Politico quotes Cyber Statecraft Initiative Director Jason Healey on a new report from the Atlantic Council and the Zurich Insurance Group which urges risks to be assessed systemwide instead of on an ad hoc basis:
The report from the Atlantic Council and the Zurich Insurance Group urges risks be assessed across the system.

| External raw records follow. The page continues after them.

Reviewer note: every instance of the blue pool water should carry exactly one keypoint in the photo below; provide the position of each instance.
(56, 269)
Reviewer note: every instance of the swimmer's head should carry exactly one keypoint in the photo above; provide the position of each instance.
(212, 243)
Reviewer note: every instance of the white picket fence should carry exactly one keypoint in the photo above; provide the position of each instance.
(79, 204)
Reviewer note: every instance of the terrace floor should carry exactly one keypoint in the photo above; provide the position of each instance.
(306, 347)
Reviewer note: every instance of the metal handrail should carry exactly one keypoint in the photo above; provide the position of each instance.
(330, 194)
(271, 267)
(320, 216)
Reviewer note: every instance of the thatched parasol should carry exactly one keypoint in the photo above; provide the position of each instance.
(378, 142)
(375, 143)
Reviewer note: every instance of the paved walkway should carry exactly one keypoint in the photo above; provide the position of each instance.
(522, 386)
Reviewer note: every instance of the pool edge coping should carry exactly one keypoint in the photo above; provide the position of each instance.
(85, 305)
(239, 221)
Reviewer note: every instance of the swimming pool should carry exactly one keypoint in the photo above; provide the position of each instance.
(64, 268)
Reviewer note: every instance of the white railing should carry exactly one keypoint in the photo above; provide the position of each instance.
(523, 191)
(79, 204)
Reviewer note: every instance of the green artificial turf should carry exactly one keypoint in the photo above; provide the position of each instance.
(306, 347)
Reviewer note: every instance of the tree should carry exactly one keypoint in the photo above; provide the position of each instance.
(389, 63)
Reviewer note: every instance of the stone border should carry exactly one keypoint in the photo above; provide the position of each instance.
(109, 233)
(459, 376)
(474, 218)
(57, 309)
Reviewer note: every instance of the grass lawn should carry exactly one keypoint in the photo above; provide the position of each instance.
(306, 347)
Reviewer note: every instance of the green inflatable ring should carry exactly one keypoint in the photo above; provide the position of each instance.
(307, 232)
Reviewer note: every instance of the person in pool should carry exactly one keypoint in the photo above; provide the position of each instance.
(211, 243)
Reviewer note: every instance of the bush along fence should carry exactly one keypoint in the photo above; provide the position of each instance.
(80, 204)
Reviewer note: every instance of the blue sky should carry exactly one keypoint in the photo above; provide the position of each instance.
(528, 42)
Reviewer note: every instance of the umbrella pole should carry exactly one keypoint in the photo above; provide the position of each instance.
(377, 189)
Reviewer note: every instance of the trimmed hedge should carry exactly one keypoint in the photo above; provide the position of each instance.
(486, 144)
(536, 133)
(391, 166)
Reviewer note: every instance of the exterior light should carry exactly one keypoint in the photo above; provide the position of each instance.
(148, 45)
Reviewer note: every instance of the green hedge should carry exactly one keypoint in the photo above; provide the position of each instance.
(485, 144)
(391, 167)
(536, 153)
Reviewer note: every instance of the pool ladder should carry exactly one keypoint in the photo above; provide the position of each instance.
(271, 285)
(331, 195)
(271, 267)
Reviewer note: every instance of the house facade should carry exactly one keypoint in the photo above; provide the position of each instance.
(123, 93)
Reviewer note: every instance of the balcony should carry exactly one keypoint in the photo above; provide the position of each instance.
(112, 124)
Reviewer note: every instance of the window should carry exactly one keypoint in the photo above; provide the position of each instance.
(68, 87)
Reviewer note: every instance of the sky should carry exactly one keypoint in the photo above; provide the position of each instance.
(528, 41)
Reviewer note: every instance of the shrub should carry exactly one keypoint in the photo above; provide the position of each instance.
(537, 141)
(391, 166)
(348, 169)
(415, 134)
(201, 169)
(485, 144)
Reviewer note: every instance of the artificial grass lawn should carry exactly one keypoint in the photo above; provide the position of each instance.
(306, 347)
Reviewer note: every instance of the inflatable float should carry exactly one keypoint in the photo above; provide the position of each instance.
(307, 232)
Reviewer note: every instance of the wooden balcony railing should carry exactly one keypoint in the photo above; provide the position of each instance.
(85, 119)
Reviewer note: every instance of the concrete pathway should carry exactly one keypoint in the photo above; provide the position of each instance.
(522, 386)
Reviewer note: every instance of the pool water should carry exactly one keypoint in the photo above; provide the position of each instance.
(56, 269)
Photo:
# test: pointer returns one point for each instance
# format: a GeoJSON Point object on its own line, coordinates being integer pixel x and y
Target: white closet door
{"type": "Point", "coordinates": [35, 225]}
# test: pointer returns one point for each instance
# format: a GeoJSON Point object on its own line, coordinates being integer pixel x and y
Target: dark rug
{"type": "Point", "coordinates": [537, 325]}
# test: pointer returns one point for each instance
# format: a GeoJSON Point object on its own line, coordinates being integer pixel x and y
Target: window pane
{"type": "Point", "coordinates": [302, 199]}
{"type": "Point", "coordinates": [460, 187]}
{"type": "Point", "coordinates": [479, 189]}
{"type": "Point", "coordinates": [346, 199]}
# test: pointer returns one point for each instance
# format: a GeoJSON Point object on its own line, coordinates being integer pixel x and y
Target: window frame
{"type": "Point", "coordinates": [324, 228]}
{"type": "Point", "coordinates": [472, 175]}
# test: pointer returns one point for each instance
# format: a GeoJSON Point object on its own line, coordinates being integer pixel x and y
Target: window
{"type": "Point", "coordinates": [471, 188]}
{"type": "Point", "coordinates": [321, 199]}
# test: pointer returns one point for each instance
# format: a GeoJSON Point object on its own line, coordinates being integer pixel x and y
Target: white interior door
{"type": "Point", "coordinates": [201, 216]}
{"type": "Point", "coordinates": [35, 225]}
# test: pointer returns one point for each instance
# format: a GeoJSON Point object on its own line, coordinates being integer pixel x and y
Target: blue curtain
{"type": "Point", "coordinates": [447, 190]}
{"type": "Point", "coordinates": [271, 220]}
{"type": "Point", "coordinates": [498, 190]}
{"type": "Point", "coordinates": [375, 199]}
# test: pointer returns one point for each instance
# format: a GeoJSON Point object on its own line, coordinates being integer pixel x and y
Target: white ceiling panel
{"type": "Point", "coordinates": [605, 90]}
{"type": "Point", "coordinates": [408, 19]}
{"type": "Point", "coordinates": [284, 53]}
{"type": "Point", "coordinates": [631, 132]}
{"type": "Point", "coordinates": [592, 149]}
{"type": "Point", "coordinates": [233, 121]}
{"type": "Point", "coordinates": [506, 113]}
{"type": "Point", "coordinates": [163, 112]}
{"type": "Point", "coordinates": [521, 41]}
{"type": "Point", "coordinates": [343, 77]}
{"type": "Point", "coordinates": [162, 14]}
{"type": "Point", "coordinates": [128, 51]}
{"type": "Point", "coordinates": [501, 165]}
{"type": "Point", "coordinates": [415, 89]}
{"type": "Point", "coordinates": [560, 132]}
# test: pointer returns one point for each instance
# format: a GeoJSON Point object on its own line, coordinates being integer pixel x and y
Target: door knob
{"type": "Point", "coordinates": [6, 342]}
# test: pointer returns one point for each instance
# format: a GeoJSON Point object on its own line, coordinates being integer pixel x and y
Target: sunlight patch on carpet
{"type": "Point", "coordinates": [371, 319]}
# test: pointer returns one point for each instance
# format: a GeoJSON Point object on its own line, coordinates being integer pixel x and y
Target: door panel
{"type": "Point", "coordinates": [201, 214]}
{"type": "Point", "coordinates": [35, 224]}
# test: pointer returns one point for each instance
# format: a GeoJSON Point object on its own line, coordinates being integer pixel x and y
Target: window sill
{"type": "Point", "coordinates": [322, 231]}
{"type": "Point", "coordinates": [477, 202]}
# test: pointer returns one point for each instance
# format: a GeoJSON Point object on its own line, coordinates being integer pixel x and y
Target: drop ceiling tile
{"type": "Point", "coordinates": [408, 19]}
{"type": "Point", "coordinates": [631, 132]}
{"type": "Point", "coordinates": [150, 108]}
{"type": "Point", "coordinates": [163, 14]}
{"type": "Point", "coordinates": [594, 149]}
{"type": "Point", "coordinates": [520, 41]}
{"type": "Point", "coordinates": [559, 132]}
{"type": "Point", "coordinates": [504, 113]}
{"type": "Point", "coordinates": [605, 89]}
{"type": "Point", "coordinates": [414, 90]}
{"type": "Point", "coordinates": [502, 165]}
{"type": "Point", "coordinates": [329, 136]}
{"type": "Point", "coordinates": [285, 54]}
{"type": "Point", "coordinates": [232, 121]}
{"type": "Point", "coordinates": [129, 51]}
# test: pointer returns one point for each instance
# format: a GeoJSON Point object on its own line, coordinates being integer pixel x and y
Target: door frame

“We all went to bed April 6 thinking we’d all done cybersecurity pretty well, but the next morning, we all wake up and it turns out we’re insecure because of this obscure part of the Internet that most of us have probably never heard of and, frankly, a function that’s 10 years old and has had lots of eyeballs looking at it,” said Jason Healey, director of Atlantic Council’s Cyber Statecraft Initiative. “Things are so interconnected [yet] still folks missed this.”
[…]
“People say, ‘Yes, that makes a lot of sense,’” Healey said. “I still don’t think that we’re getting ready that the Internet of tomorrow, there’s a good chance it’s going to be less secure, less resilient, less available than today. We’re more likely to be getting these Heartbleeds every year, every couple of months. And when we have those, it’s not going to be just everybody change your password. We’re now connecting the electrical grid to the Internet. … We’ve got a lot less experience with the stuff we’re connecting to the grid or driverless cars or the cloud or all that [than Heartbleed]. I don’t think we’re getting ready for the implications.”